Aipda Eka membantah keras tudingan intimidasi dan menyampaikan bahwa dirinya sebenarnya berusaha menenangkan suasana konflik antara dua jurnalis yang beradu perekaman. Ia mengklaim hanya melerai dan menasihati agar tidak membuat keributan di lokasi publik.
Menurutnya, tindakan itu muncul spontan di tengah keruwetan suasana dan bukan bermaksud menghambat kerja pers. Ia juga merasa niat baiknya justru ditafsir negatif oleh beberapa media tanpa verifikasi.
Namun tetap, Komisi Etik memutus umumnya berdasarkan perilaku yang dinilai menciderai profesionalitas Polri, tanpa mempertimbangkan konteks pribadi atau niat dari Polwan tersebut.

Kritik atas Proses & Media yang Terlibat

Kritik tidak hanya datang dari pihak pers. Warsito, tokoh yang kerap meluruskan pemberitaan hoaks, menyoroti tiga media daring yang dianggap menerbitkan berita sarat bias tanpa klarifikasi terhadap Polwan maupun pihak yang direkam.
Media-media itu disebut menyajikan informasi tanpa konfirmasi, sehingga memicu tudingan dan tekanan publik yang tidak proporsional.

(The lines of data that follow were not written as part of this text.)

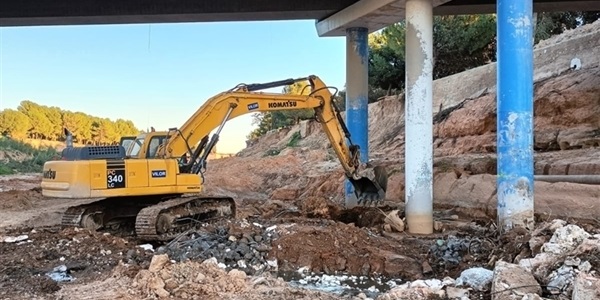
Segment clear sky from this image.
[0,21,345,153]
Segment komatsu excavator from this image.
[41,75,387,241]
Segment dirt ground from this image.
[0,178,600,299]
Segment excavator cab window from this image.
[146,135,167,158]
[127,138,144,157]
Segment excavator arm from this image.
[157,75,387,204]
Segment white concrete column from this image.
[405,0,433,234]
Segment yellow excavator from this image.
[41,75,387,241]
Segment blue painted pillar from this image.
[497,0,534,231]
[345,27,369,208]
[404,0,433,234]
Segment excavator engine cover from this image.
[348,166,388,205]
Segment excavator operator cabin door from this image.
[146,136,178,187]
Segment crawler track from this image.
[135,196,235,241]
[62,195,236,241]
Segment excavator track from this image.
[61,196,166,230]
[61,195,236,241]
[135,196,236,241]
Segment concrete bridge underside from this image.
[0,0,600,36]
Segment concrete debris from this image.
[430,235,481,265]
[572,272,600,300]
[156,223,278,274]
[446,286,470,300]
[492,261,542,300]
[138,244,154,251]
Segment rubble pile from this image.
[377,219,600,300]
[130,254,344,300]
[157,220,279,275]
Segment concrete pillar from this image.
[497,0,534,231]
[345,28,369,208]
[405,0,433,234]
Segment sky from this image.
[0,20,345,153]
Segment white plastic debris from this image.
[4,234,29,243]
[46,265,74,282]
[456,267,494,291]
[138,244,154,251]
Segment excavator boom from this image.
[158,75,387,204]
[42,75,387,240]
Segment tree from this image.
[17,100,53,139]
[369,11,600,94]
[0,109,31,139]
[0,100,140,144]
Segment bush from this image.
[0,137,58,175]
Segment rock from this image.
[148,254,169,273]
[377,283,446,300]
[227,269,246,280]
[271,187,298,200]
[382,251,423,280]
[542,224,591,254]
[492,261,542,300]
[148,276,170,298]
[421,261,433,275]
[519,253,560,278]
[547,265,575,295]
[571,273,600,300]
[194,273,206,283]
[456,267,494,291]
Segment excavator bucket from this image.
[348,166,388,205]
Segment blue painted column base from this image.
[344,28,369,208]
[497,0,534,232]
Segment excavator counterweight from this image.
[42,75,387,240]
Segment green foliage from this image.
[433,15,496,79]
[287,131,302,147]
[0,100,140,144]
[535,11,600,43]
[0,137,59,175]
[369,11,600,92]
[369,29,405,92]
[0,108,31,138]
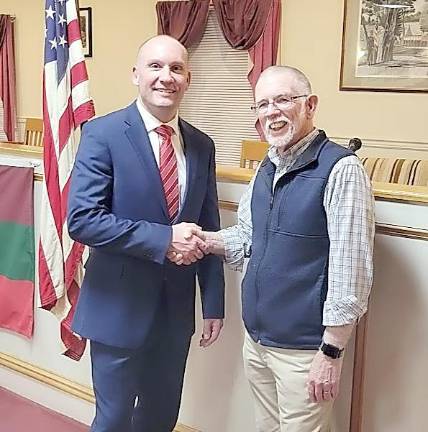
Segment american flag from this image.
[39,0,95,360]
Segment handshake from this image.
[166,222,224,265]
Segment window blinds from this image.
[180,10,259,166]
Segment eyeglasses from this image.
[251,95,309,114]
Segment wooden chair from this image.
[24,118,43,147]
[239,140,269,169]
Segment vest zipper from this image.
[255,185,276,343]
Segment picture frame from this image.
[79,7,92,57]
[339,0,428,92]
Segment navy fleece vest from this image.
[242,131,353,349]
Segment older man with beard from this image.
[172,66,374,432]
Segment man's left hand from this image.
[308,351,343,402]
[199,318,223,348]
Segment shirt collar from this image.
[268,129,319,167]
[137,96,179,135]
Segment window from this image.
[180,10,260,166]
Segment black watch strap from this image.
[320,341,344,359]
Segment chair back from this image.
[239,140,269,169]
[24,118,43,147]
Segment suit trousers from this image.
[90,308,191,432]
[243,333,333,432]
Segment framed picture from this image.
[340,0,428,92]
[79,7,92,57]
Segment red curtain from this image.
[248,0,281,140]
[0,15,16,141]
[213,0,273,50]
[156,0,281,139]
[156,0,210,48]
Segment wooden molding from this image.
[376,224,428,241]
[330,137,428,158]
[0,141,43,159]
[373,182,428,204]
[0,353,95,403]
[0,352,200,432]
[349,311,368,432]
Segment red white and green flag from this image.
[0,166,35,338]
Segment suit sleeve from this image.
[198,142,224,318]
[67,122,172,264]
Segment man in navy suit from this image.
[68,36,224,432]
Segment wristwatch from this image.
[320,341,344,359]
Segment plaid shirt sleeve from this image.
[323,156,375,326]
[219,176,255,271]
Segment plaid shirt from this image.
[220,129,375,326]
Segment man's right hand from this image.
[167,222,208,265]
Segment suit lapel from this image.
[125,103,169,219]
[177,119,199,219]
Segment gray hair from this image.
[260,65,312,94]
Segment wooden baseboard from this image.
[0,352,200,432]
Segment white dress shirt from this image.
[220,129,375,326]
[137,97,186,211]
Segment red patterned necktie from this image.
[155,125,179,222]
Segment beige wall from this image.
[0,0,156,117]
[280,0,428,143]
[4,0,428,143]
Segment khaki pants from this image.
[243,333,333,432]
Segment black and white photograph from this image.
[79,7,92,57]
[341,0,428,91]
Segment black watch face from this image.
[321,344,342,359]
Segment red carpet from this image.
[0,387,89,432]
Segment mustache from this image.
[265,115,291,132]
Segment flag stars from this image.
[45,5,56,19]
[58,35,67,47]
[58,14,67,25]
[49,38,58,49]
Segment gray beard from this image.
[265,123,294,151]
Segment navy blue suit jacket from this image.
[68,103,224,348]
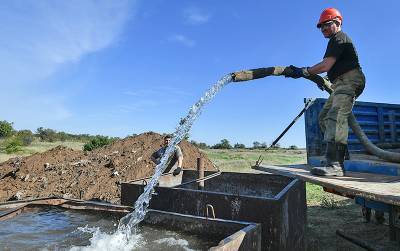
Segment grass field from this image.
[0,141,391,250]
[0,140,84,163]
[204,149,396,250]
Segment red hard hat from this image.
[317,8,343,28]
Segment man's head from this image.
[317,8,343,38]
[164,134,172,146]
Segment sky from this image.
[0,0,400,147]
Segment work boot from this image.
[311,142,344,176]
[344,145,350,160]
[336,143,347,175]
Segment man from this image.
[285,8,365,176]
[151,135,183,176]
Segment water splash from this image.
[118,75,232,234]
[71,75,232,251]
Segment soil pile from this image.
[0,132,215,203]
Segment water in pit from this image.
[0,208,216,250]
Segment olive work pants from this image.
[318,69,365,145]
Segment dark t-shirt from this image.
[324,31,361,82]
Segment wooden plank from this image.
[253,165,400,206]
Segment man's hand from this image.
[172,167,182,176]
[231,71,253,82]
[283,65,310,78]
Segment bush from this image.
[190,140,210,149]
[233,143,246,149]
[0,120,15,138]
[83,135,115,151]
[36,127,57,142]
[212,139,232,149]
[5,137,23,154]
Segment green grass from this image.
[202,149,344,208]
[203,149,306,172]
[0,140,84,163]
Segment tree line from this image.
[0,120,118,153]
[190,139,298,150]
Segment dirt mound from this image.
[0,132,214,203]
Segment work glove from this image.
[172,167,182,176]
[283,65,310,78]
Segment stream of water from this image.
[71,75,232,250]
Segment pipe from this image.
[234,66,400,163]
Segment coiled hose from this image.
[234,66,400,163]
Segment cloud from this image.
[168,34,196,47]
[118,86,191,112]
[183,8,210,25]
[0,0,134,127]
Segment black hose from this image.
[233,66,400,163]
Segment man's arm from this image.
[307,57,336,74]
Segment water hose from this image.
[234,66,400,163]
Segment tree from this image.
[15,130,34,146]
[233,143,246,149]
[83,135,117,151]
[253,141,261,149]
[212,139,232,149]
[0,120,15,138]
[36,127,57,142]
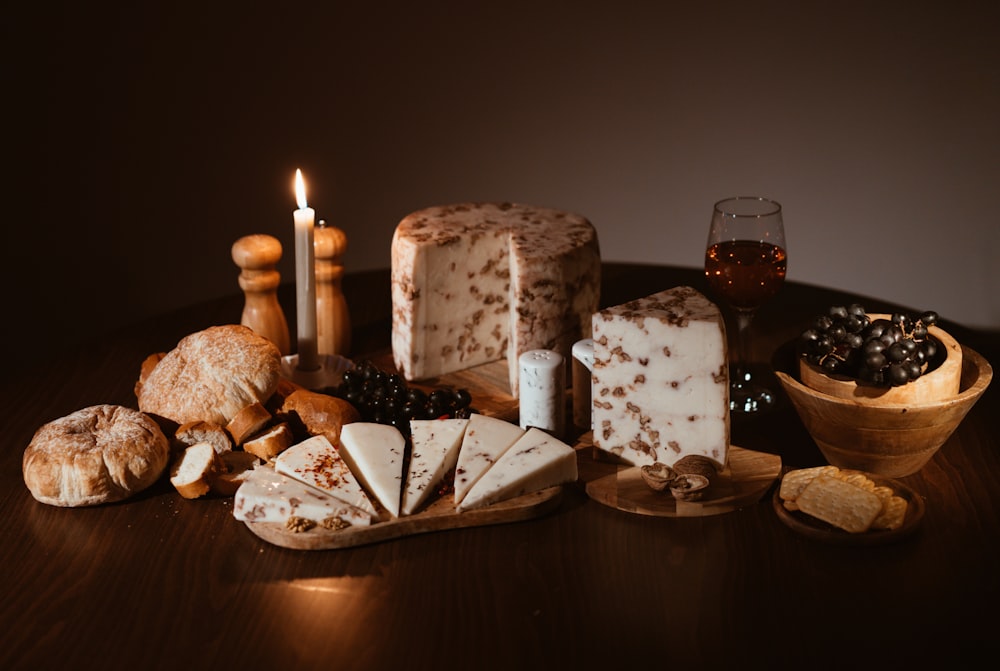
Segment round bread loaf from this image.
[137,324,281,426]
[21,404,170,507]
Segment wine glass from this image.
[705,196,788,416]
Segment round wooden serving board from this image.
[771,470,924,545]
[577,436,781,517]
[244,486,562,550]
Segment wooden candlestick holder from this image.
[232,234,290,355]
[313,221,351,356]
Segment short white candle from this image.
[293,169,319,370]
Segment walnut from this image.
[323,517,351,531]
[639,461,677,492]
[285,515,316,533]
[674,454,718,481]
[670,473,709,501]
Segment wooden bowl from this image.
[772,332,993,478]
[799,314,962,405]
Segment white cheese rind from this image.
[274,436,377,515]
[591,286,730,468]
[458,428,578,512]
[400,419,469,515]
[340,422,406,517]
[391,203,601,396]
[233,466,371,526]
[455,414,524,506]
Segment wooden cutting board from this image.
[244,487,562,550]
[577,434,781,517]
[246,360,781,550]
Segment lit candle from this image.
[293,169,319,370]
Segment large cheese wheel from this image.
[392,203,601,396]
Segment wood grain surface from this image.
[0,264,1000,671]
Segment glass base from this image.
[729,384,777,416]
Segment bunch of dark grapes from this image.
[329,360,475,438]
[799,303,939,387]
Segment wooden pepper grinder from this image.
[232,234,290,356]
[313,219,351,357]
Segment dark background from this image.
[9,0,1000,372]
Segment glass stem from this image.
[735,310,754,386]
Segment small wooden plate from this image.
[244,485,563,550]
[771,470,924,545]
[577,444,781,517]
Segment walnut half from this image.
[639,461,677,492]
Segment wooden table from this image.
[0,264,1000,670]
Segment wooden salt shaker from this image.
[313,220,351,356]
[518,349,566,438]
[232,234,289,355]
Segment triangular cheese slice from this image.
[233,466,372,527]
[274,436,377,515]
[458,428,577,512]
[340,422,406,517]
[455,413,524,506]
[400,419,469,515]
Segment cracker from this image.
[795,474,882,533]
[872,490,909,531]
[778,466,840,510]
[842,473,875,492]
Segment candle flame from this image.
[295,168,308,210]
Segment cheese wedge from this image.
[458,428,578,512]
[591,286,730,469]
[391,203,601,397]
[274,436,377,515]
[233,466,371,527]
[340,422,406,517]
[455,414,524,506]
[400,419,469,515]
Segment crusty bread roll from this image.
[243,422,295,461]
[170,443,225,499]
[22,404,170,507]
[173,420,233,454]
[226,403,271,445]
[134,352,167,396]
[138,324,281,426]
[281,389,361,447]
[212,450,261,496]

Warsito menilai hal ini bisa mencoreng integritas jurnalistik nasional.
Solidaritas rekan media besar pun menyerukan evaluasi terhadap praktek fast publishing; menegaskan bahwa kode etik jurnalistik seharusnya dilaksanakan agar tidak menyebar hoaks yang berbahaya.

Etika Profesi Polri & Kebebasan Pers di Ujung Ujian

Kasus ini jadi pertaruhan soal profesionalisme internal Polri dan komitmen terhadap kebebasan pers. Jika sanksi dipandang ringan publik, integritas institusi bisa dipertanyakan—apalagi jika dalam praktiknya penindakan terhadap jurnalistik dinilai tidak tegas.
Meski Kapolda Bali dan Kabid Humas menyatakan proses tetap netral dan sesuai aturan, penyebaran video tanpa konfirmasi menambah kerumitan narasi publik dan perbedaan persepsi terhadap apa yang dianggap “pelanggaran”.
Secara makro, kasus ini memperlihatkan ketegangan antara batasan etika institusi dengan hak pers dan perlindungan terhadap informasi publik yang benar dan akurat.

Polwan Polda Bali tak bersalah tapi demosi, keputusan yang memantik kontroversi publik luas. Sanksi satu tahun dianggap tidak proporsional terhadap dugaan intimidasi terhadap wartawan, sementara penafsiran media terhadap kejadian menjadi faktor penguat pro-kontra publik. Kasus ini menjadi cerminan kompleksitas penegakan etik antara institusi, media, dan masyarakat.